Die maritime Industrie in Finnland stellt sich derzeit neu auf. Zum einen muss man auf die veränderten Marktbedingungen reagieren, der[ds_preview] Offshore-Einbruch hat viele Technologieunternehmen und Werften in Bedrängnis gebracht. Zum anderen setzt man auf Zukunftstrends wie Digitalisierung und autonome Schifffahrt (siehe HANSA 03/2017). Chancen für neue Geschäftsmodelle sieht man in Finnland aber nicht nur im digitalen Bereich. Mit neuen Regularien wie der EU Ship Recycling Regulation (EU-SRR) gibt es nun Überlegungen, auch im hohen Norden Schiffe zu verschrotten.

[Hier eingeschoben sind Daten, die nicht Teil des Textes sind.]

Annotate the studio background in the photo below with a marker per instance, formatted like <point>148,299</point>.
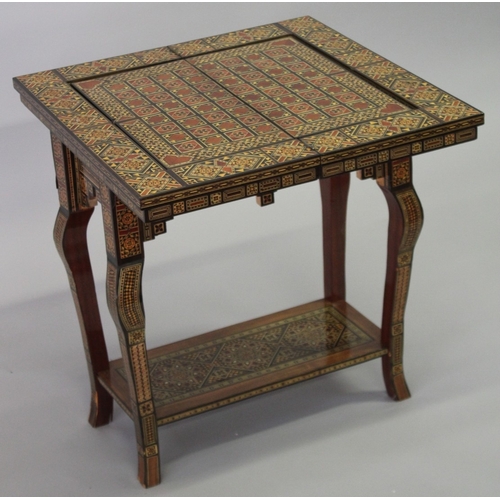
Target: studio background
<point>337,435</point>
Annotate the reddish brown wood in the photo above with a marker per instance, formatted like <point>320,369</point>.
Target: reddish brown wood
<point>265,381</point>
<point>70,235</point>
<point>334,193</point>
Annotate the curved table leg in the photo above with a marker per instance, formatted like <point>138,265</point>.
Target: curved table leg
<point>125,249</point>
<point>70,236</point>
<point>405,223</point>
<point>334,192</point>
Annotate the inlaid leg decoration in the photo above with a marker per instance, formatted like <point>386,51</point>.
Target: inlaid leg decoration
<point>405,223</point>
<point>70,236</point>
<point>334,192</point>
<point>124,243</point>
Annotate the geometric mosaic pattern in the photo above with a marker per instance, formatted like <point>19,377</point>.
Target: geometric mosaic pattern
<point>249,354</point>
<point>182,123</point>
<point>180,115</point>
<point>300,90</point>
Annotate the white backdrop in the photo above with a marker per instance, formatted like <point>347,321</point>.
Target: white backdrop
<point>337,435</point>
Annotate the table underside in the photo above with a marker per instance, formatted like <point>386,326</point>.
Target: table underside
<point>234,363</point>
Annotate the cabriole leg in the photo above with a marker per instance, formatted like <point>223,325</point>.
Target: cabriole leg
<point>405,224</point>
<point>125,249</point>
<point>334,192</point>
<point>70,236</point>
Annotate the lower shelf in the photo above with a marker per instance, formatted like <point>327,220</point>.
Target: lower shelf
<point>258,356</point>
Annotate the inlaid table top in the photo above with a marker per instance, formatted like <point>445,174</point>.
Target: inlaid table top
<point>196,124</point>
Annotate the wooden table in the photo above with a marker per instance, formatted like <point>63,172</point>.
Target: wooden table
<point>164,132</point>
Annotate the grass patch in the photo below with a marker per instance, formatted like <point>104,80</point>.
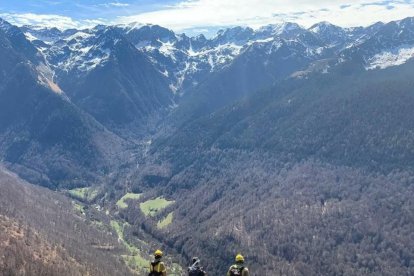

Der EU-Vorgabe entsprechend dürfen europäische Eigner ihre Schiffe unter EU-Flagge nur noch von zertifizierten Betrieben verwerten lassen, das beliebte »Beaching« ist nicht mehr erlaubt, es gibt Vorgaben für Umwelt- und Arbeitsschutz. Die Bestimmungen treten spätestens am 31. Dezember 2018 in Kraft, frühestens sechs Monate, nachdem die Recyclingkapazität der akzeptierten Betriebe mindestens 2,5Mio. LDT pro Jahr beträgt. Die Grundvoraussetzungen können nur Werften mit Trockendock erfüllen.

Davon erhofft sich zum Beispiel die Turku Repair Yard neue Geschäfte. Die Werft, die zur estnischen BLRT-Gruppe gehört, ist derzeit auf die Reparatur und Wartung fokussiert, nimmt Retrofits oder Lifecycle-Extensions an verschiedensten Schiffstypen vor. Bereits in den 1980ern habe man aber auch Schiffe demontiert, in den 1990ern seien russische Atom-U-Boote in Turku abgewrackt worden, erklärt Juhani Linna.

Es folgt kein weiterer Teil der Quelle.